Q: I remember attending in 1973 the Michigan Twin 200s. At that time USAC had a stock car division and they ran a double-header on Sunday. Indy cars first and stock cars second. It was run in late July or early August. Do you think that might work for a NASCAR/IndyCar double? Two sprint races in one day. Or split Saturday and Sunday? But I am guessing that as long as the Captain has Detroit on the IndyCar schedule, that is not going to happen.
Kevin, Arlington Heights, IL
RM: I believe Mark Miles prefers two races on the same day, but as I said above, I don’t think any promoter would go for it because the idea is to draw a nice crowd for two or three days with one ticket. MIS and Belle Isle co-existed in the CART era so it could work, but only if MIS is interested and I think Gateway, Richmond, Chicago and Kentucky would all be considered before MIS.
Q: Just got done watching the final Mid-Ohio IndyCar practice before qualifying. I can’t tell you how much I enjoy the NBC Sports Gold Pass! Great conversations and technical information. During the program, the guys were talking about the number of current and prospective IndyCar drivers who have come up through the Road to Indy. This amazes me, especially with the small (but obviously very talented) field of Indy Lights drivers.

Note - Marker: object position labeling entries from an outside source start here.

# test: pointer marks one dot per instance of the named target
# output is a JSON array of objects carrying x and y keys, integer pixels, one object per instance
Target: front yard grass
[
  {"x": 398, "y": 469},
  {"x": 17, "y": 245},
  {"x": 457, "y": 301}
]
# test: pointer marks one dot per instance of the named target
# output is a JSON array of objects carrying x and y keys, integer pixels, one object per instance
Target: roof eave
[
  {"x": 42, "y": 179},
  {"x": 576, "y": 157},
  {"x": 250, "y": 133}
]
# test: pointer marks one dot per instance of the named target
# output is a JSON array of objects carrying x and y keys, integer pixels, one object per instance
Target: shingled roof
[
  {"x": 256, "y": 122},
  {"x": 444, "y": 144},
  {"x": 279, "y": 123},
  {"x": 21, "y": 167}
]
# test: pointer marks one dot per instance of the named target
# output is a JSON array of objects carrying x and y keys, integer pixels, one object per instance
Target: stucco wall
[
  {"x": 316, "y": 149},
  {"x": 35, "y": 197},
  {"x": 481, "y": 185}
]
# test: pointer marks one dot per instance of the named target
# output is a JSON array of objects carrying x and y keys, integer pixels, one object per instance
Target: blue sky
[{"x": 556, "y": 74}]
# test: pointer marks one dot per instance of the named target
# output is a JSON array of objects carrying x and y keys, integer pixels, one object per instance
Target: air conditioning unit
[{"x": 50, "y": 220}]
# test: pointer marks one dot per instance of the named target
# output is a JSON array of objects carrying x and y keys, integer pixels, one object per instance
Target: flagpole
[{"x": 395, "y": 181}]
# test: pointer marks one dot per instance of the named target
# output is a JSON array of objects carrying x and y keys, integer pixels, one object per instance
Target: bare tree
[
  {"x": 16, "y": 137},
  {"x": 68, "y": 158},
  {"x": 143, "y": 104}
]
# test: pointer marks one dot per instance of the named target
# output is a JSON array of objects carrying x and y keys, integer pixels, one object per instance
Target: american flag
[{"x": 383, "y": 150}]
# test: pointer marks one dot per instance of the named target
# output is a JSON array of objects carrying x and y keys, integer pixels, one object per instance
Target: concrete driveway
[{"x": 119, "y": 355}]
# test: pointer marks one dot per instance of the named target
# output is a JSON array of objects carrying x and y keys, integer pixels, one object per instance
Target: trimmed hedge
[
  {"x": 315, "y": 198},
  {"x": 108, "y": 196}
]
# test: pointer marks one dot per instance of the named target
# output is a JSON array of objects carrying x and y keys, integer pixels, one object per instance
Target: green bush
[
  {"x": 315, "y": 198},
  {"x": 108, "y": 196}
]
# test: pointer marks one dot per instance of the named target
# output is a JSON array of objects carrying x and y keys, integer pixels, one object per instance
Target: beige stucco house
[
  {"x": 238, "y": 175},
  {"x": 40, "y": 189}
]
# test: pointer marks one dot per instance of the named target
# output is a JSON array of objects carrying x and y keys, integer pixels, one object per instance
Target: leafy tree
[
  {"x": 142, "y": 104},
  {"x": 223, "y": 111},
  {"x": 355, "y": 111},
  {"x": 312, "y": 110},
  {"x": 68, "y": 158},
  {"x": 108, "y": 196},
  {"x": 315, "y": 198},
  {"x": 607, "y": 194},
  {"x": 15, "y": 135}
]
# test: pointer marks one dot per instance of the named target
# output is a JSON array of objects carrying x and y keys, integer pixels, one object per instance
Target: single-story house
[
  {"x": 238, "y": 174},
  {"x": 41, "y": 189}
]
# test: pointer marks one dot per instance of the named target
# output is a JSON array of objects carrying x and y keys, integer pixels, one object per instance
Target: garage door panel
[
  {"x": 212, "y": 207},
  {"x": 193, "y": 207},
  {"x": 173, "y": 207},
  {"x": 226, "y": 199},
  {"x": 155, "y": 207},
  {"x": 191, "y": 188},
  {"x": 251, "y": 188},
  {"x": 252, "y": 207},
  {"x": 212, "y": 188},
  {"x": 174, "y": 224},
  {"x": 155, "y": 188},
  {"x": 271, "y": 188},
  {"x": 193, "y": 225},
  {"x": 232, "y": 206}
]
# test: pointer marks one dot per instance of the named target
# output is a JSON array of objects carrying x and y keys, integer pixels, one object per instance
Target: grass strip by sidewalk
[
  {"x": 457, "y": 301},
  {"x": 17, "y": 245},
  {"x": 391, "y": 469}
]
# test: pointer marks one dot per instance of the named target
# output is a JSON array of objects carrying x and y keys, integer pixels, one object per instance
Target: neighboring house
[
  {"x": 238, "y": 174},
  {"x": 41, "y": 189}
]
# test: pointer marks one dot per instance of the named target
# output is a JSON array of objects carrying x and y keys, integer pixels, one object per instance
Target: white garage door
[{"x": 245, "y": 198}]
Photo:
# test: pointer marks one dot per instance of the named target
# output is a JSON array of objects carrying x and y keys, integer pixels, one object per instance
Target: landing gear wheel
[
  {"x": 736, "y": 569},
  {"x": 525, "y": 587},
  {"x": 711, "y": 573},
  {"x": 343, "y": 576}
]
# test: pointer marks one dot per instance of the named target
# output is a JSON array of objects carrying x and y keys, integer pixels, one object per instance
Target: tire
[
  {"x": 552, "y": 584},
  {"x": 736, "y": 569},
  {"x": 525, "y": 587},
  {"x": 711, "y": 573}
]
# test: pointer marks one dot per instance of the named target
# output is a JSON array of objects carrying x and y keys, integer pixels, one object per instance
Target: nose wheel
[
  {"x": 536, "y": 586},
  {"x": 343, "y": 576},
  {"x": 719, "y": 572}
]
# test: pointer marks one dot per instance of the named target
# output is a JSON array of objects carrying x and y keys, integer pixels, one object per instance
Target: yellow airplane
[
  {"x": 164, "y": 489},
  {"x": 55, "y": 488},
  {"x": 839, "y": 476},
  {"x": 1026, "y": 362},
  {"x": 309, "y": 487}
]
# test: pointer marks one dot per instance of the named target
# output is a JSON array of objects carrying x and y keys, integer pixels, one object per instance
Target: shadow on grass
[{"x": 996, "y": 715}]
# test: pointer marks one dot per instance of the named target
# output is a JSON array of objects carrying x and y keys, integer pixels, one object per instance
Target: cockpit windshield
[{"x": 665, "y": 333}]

My question is, what can be done to get more teams to support the Road to Indy? Andretti does more that his fair share of supporting it (as he does with everything Indy). I know teams can get extra test days if they’re involved, but what can be done to motivate a Penske or Ganassi, teams with the resources necessary to run the series to be involved? Being able to follow drivers up through the ranks is a positive for both the drivers and IndyCar.
Wally, Eden Prairie, MN
RM: Nothing anyone can do short of IndyCar pouring some decent money into the purses, and that’s not going to happen. It’s just disheartening the two most successful teams in the paddock don’t support the ladder system.
Q: Sorry for piling on, but I first have to clarify that I’m a huge Marco Andretti fan. Nothing would make me happier than to see him win the Indy 500. That said, the man has a gorgeous wife, a lot of toys, a beautiful house, a seemingly perfect life! Nothing wrong with that! Enjoy, Marco! But give Conor your ride already.
Vincent M, South Pasadena, CA
RM: Marco paid for Conor’s IndyCar test at Sebring a few years back, and maybe he’d enjoy the role of full-time owner some day since he co-owns his current ride with his father.
Q: I usually don’t like to badmouth any driver, because I couldn’t do what they do, but that being said, Marco is a disaster! I think he would be better off being a co-owner with his father and finding a young driver like Conor Daly. He hasn’t been competitive in years, and is not going to be. I don’t think it his team due to the fact everyone else seems to be doing well. Also, being such a late start in Iowa, (weather) I think it would be great to see NBC do a re-broadcast during the week so fans that didn’t see the race would have a chance to watch it later.
Brian Lancaster, West Lafayette, IN
RM: I guess if Rossi, RHR and Veach were in the back and struggling it wouldn’t be so glaringly obvious, but Marco is lost right now and nobody knows if he’ll ever find his way back to the front.